By Niamh Cahill - 03rd Aug 2025

referral
iStock.com/Mutlu Kurtbas

An audit of hospitals’ management of outpatient referrals found “wide variation in compliance with the capture of key dates in the processing and triaging of referrals”, the Medical Independent has learned.

The audit was conducted by the National Treatment Purchase Fund (NTPF) in 2023. It showed that basic protocols in the management of outpatient referrals were not being followed by all hospitals.

The audit report, dated March 2024, examined six unidentified hospitals across the country. Some 237 patient referrals were surveyed as part of the process.

The exercise aimed to examine compliance with the enhanced national outpatient waiting list management protocol (March 2022). It also aimed to assess compliance with the clinical prioritisation (triage) process against the national protocol and to identify issues impacting the accuracy of waiting list data.

The NTPF publishes national monthly waiting list data and requires accurate information from hospitals on outpatients awaiting care.

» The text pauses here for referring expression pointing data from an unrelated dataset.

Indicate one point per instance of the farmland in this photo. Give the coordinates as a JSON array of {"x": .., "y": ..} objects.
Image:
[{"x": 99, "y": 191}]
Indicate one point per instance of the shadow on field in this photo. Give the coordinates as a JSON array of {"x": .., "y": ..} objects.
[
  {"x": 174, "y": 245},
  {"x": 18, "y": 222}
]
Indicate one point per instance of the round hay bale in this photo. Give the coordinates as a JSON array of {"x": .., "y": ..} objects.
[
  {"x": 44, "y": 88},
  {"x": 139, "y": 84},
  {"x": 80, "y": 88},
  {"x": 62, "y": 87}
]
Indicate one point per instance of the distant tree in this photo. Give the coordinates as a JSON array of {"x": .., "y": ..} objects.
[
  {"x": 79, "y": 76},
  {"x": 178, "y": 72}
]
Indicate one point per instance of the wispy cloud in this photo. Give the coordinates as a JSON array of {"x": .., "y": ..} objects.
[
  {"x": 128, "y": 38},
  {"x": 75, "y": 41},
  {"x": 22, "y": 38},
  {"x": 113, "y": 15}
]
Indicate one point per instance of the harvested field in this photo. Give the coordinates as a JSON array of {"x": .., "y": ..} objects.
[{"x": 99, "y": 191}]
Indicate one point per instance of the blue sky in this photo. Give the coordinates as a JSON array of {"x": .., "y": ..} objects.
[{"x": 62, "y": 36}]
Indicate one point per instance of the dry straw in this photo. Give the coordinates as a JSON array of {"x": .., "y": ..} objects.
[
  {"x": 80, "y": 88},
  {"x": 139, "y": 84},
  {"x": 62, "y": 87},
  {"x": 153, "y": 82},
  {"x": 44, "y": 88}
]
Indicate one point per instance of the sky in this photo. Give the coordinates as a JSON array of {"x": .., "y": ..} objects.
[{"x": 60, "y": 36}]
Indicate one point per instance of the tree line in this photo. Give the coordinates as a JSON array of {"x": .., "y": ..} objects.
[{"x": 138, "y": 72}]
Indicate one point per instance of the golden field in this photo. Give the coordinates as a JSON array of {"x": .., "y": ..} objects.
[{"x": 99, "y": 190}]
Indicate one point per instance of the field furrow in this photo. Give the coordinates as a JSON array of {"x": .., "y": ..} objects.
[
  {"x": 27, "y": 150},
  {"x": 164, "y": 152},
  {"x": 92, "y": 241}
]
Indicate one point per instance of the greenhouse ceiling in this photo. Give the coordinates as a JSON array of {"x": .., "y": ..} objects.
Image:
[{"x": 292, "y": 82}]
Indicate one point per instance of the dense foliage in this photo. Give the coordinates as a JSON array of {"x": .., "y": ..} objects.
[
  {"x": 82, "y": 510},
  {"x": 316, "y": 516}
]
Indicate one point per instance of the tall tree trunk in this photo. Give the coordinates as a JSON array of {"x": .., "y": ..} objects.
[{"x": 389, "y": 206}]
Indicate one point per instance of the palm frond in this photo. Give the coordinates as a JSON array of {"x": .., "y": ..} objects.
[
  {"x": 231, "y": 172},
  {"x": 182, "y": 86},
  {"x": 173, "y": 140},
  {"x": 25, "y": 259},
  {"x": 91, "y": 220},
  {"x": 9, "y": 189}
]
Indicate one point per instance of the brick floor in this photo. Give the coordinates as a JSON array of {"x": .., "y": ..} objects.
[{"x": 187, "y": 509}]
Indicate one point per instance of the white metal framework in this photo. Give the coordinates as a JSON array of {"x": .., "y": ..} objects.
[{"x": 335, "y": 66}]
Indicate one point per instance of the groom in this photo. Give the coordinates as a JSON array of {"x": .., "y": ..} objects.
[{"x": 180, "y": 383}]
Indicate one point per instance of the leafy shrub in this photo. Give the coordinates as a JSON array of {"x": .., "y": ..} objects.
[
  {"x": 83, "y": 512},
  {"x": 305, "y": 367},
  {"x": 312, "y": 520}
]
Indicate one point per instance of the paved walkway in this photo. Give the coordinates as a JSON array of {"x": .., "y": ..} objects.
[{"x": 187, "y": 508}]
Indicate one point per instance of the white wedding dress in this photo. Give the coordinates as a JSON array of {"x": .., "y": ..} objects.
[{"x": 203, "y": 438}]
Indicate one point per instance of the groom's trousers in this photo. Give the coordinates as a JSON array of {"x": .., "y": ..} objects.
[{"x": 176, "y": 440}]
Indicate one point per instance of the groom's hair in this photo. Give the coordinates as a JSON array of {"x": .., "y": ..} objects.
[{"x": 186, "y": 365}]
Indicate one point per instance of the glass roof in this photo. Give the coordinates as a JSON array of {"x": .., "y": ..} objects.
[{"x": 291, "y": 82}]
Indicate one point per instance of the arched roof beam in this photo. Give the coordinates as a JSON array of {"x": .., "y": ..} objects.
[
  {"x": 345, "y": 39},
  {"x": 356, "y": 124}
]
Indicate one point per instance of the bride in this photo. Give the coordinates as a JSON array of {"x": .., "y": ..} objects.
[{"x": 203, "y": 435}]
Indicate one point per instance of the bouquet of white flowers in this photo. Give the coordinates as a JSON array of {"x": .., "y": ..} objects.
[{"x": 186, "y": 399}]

The audit examined the ‘referral received date’, which is the day the referral is received and stamped and marks a patient’s start time on the outpatient waiting list system. The correct ‘referral received date’ must be recorded.

“For 99 per cent of referrals reviewed the referral received date was recorded, however, only one hospital achieved full compliance in entering the correct date on PAS [patient administration system].

“For 71 per cent of referrals reviewed, the referral received date matched the date entered on PAS. For 28 per cent of referrals, the date was incorrectly entered on PAS. The impact on the patients’ start wait-time on the OPWL [outpatient waiting list] ranged from one to 17 working days, however for two patients the delay was significantly longer,” according to the audit report.

“For one patient, where the referral was redirected from another hospital with a shared service, the patient’s start time on the OPWL was 142 working days after the referral was initially received and stamped. For another patient, the start time on the OPWL was 65 days after the referral was initially received and stamped by the hospital.”

Some 53 per cent of referrals reviewed were added to the OPWL within the recommended one working day. For the remaining 47 per cent, timeframes ranged from two to 66 working days.

Regarding the wide variation in compliance with the capture of key dates, the audit found that the dates were either “not recorded on the referral or entered on PAS, or dates were entered on PAS without the required information recorded on the referral. The lack of dates on the referral or entered on PAS limited testing and therefore audit findings.”

The report outlined 13 recommendations for implementation in all hospitals. An NTPF spokesperson said oversight for addressing the recommendations “is with the HSE”.

However, a HSE spokesperson said this was a matter for individual hospitals. It was unable to provide information on the implementation of the NTPF’s recommendations.